Modern history

ACKNOWLEDGMENTS

MY THANKS go to staff members at the Royal Geographical Society in London, Anti-Slavery International in London, the Musée Royal de l'Afrique Centrale in Tervuren, Belgium, the Musée Royal de l'Armée et d'Histoire Militaire in Brussels, Svenska Missionsforbundet in Stockholm, the American Baptist Historical Society in Rochester, New York, the Sanford Museum in Sanford, Florida, and the Department of History of the Presbyterian Church (USA) in Montreat, North Carolina, all of whom kindly responded to my requests for information, photographs, or other materials. Thanks also to Enid Schildkrout at the American Museum of Natural History in New York, to the archivists at Hampton University, Hampton, Virginia, who allowed me to look at William Sheppard's papers, to Ebba Segerberg for translations from the Swedish, and to David Raymond and Fritz Stern for some good bibliographic suggestions.

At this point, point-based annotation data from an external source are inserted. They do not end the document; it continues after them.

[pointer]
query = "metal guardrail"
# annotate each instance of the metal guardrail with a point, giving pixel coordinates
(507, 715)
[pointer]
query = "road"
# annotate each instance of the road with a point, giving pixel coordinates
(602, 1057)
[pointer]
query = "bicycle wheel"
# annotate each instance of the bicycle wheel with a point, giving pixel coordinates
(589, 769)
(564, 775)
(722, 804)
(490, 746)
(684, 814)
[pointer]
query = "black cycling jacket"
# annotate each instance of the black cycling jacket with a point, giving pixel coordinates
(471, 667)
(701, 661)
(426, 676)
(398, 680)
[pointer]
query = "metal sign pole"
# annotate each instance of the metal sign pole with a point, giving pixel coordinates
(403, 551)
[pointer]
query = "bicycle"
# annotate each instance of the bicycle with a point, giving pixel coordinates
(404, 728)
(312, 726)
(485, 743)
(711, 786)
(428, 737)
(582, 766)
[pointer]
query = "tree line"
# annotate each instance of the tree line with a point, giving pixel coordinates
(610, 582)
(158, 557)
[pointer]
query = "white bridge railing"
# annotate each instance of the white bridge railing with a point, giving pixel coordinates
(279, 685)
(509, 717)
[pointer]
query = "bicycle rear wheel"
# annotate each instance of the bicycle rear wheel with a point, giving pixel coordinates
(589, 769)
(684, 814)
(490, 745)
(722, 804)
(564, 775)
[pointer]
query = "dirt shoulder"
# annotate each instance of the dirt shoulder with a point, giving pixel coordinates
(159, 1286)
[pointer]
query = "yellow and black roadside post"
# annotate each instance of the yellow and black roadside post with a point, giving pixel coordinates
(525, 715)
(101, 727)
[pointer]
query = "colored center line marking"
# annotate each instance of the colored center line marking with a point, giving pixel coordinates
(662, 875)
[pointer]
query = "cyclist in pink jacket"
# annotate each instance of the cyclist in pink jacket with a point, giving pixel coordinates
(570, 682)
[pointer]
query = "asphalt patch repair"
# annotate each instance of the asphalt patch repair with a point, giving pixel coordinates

Writing this book helped me understand the essential role of libraries in preserving the records of history that powerful interests want forgotten or that people have chosen to ignore. I felt grateful to be able to borrow a book, even though—as I found in one case—I was the first person who had checked it out since 1937. Or—and this happened to me twice—to check out a library book from decades ago and find the pages still uncut. My thanks to the many helpful staff members at the various places I did research: the libraries at Northwestern University, Yale University, and Bates College; the New York Public Library; the library of Union Theological Seminary in New York; the Hoover and Green libraries at Stanford University, and, above all, the Doe, Moffitt, and Bancroft libraries of the University of California at Berkeley, where I did most of my work. Berkeley's rich range of materials from a century ago is eloquent testimony to what existed before small-minded politicians and tax-cutting fanatics began slashing the budgets of American public and state university libraries.

Although she was in the midst of finishing a remarkable book of her own, my wife, Arlie, talked, lived, and breathed this project with me every step of the way. By the time the manuscript was ready for her insightful reading, she knew the characters in the Congo story almost as if they were close friends of ours. I was lucky to have many real-life friends who also read the manuscript and gave me helpful comments, often drawing on their experience as writers, journalists, or historians: Ayi Kwei Armah, Harriet Barlow, Mary Felstiner, Laurie Flynn, David Hochschild, Patricia Labalme, Paul Solman, Allen Wheelis, Francis Wilson, and Blaikie, Monty, and Robert F. Worth. For critical readings and other support, I am also grateful to my agents, Denise Shannon and Georges Borchardt, and to my former editor at Houghton Mifflin, Dawn Seferian.

Almost every page of this book benefited immeasurably from intensive editorial consulting from Tom Engelhardt. Among American writers who care about their craft, Tom's name is a well-kept secret. There are few people alive for whom the act of critically reading, untangling and polishing a sentence, a paragraph, an entire book, is so much an act of the highest craftsmanship. If there were Oscars for editing, Tom would have won his long ago.

As a newcomer to this tragic patch of history, I was helped in my explorations by several people who know far more about it than I. Daniel Vangroenweghe read the manuscript and shared some documents with me. And I owe a special debt of gratitude to the two greatest scholars of this period, the anthropologist Jan Vansina and the historian Jules Marchal. Both generously responded to numerous calls and letters asking for information, and both read the manuscript with painstaking care, Marchal in two successive drafts, saving me from innumerable errors. They are not responsible for any mistakes that crept in by accident in my subsequent rewriting, or for the few points where my interpretation may differ from that of one or the other of them. I cannot thank them enough.